Gros porteur militaire

Début janvier, quelques jours après que des photos de l’appareil prises à Xian aient circulé sur Internet, le ministère de la défense chinois a confirmé le développement par AVIC d’un cargo militaire baptisé Y-20.

Il s’agit d’un avion de transport militaire de 45 à 50 m d’envergure, équipé de 4 turbopropulseurs, dont l’allure générale fait penser au C.17 américain. A ce sujet, la presse spécialisée rappelle qu’en 2010 Greg Chung, citoyen américain d’origine chinoise, employé par Boeing en Californie avait été condamné à 15 ans de prison pour avoir transmis à AVIC des secrets de fabrication du C.17.

Comme toujours une incertitude subsiste sur le type de moteurs qui équipera l’avion. La majorité des experts parient sur le D-30 russe qui équipe le Tupolev 154M, version modifiée du moteur du MIG-31. D’autres pointent les progrès des WS-18 et WS-20 développés par la Chine ou encore une variante militaire du CJ-1000 qui devrait équiper le C919 de Comac, plus puissant, dit-on, que le Pratt & Whitney du C-17 américain ou que le modèle proposé par CFM International.
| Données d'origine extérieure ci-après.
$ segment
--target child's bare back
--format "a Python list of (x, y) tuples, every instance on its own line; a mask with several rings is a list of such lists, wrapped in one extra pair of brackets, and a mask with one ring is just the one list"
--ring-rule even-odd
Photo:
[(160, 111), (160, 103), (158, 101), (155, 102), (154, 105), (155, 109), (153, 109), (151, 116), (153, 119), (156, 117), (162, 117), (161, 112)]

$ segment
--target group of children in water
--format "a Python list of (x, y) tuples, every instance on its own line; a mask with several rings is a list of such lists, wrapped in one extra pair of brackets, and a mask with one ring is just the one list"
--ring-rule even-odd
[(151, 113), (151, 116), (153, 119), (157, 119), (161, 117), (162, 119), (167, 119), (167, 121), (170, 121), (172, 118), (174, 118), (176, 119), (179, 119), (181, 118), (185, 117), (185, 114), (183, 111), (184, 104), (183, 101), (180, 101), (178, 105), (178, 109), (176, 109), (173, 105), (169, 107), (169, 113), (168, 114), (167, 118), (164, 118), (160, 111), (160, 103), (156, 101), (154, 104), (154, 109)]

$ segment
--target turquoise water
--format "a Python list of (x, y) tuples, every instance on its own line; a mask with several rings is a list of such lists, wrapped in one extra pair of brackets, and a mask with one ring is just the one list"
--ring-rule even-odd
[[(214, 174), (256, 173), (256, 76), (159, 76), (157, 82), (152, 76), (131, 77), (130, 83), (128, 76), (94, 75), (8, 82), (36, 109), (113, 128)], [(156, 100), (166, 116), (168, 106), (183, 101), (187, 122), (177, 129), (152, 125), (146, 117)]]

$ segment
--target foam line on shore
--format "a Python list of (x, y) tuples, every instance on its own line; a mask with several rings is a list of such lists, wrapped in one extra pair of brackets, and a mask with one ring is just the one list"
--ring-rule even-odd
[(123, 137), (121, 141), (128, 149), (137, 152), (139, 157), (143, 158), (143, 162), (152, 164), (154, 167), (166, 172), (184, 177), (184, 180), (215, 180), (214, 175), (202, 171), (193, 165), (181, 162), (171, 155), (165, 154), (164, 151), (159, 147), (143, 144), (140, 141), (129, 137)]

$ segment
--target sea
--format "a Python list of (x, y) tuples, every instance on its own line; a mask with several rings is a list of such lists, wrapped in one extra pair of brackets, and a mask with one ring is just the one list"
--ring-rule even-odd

L’appareil, qui n’a pas commencé ses tests a une capacité d’emport de 60 tonnes – contre 77 tonnes pour le C-17 et 40 tonnes pour l’IL 76 -. Son rayon d’action est de 4000 km. Quand il équipera l’APL il confèrera à la Chine une allonge stratégique lui permettant d’intervenir sur tout le territoire chinois et dans tout le théâtre des îlots contestés des mers de Chine du Sud et de l’Est. Mais dans sa communication, le ministère de la défense chinois n’a évoqué aucune mission de défense, se contentant de rappeler l’efficacité de l’Y 20 pour les missions humanitaires.

Test antimissile.

La presse officielle a fait état d’un nouveau test antimissile effectué le 27 janvier par la 2e artillerie sur le territoire chinois, sans préciser le lieu. Compte tenu de la complexité de l’exercice qui consiste à stopper un missile de croisière ou balistique entrant à très grande vitesse, ce qu’aucun pays, y compris les Etats-Unis, ne maîtrise vraiment à 100%, les déclarations chinoises sur ce type de test ont une signification politique.

Elles répondent en général à une vente d’équipements américains à Taïwan ou à une crispation de la relation avec les Etats-Unis. Le dernier test en date avait eu lieu en janvier 2010 pour protester contre la livraison à l’Île de systèmes antimissiles PAC 3. Cette fois, elle est encore une fois une réponse à la modernisation de la défense de l’Île (radars - PAC 3).

Les Américains développent aussi une capacité antibalistique au profit de Taïwan et pour se protéger d’un tir de missile nord-coréen contre leurs troupes sur le théâtre du nord-est asiatique. A l’occasion elle pourrait aussi servir contre une attaque missile chinoise.

Mais, compte tenu des lacunes du système, la capacité antimissile n’est pas dissuasive. Elle peut même conduire l’adversaire à améliorer son arsenal balistique ou les performances de ses missiles de croisière. C’est en tous cas ce qui se produit dans la zone, où on assiste à une constante modernisation des arsenaux de missiles et des dispositifs anti missiles de la Chine, de la Corée du nord et du Sud, de Taïwan, des Etats-Unis, du Japon et de l’Inde.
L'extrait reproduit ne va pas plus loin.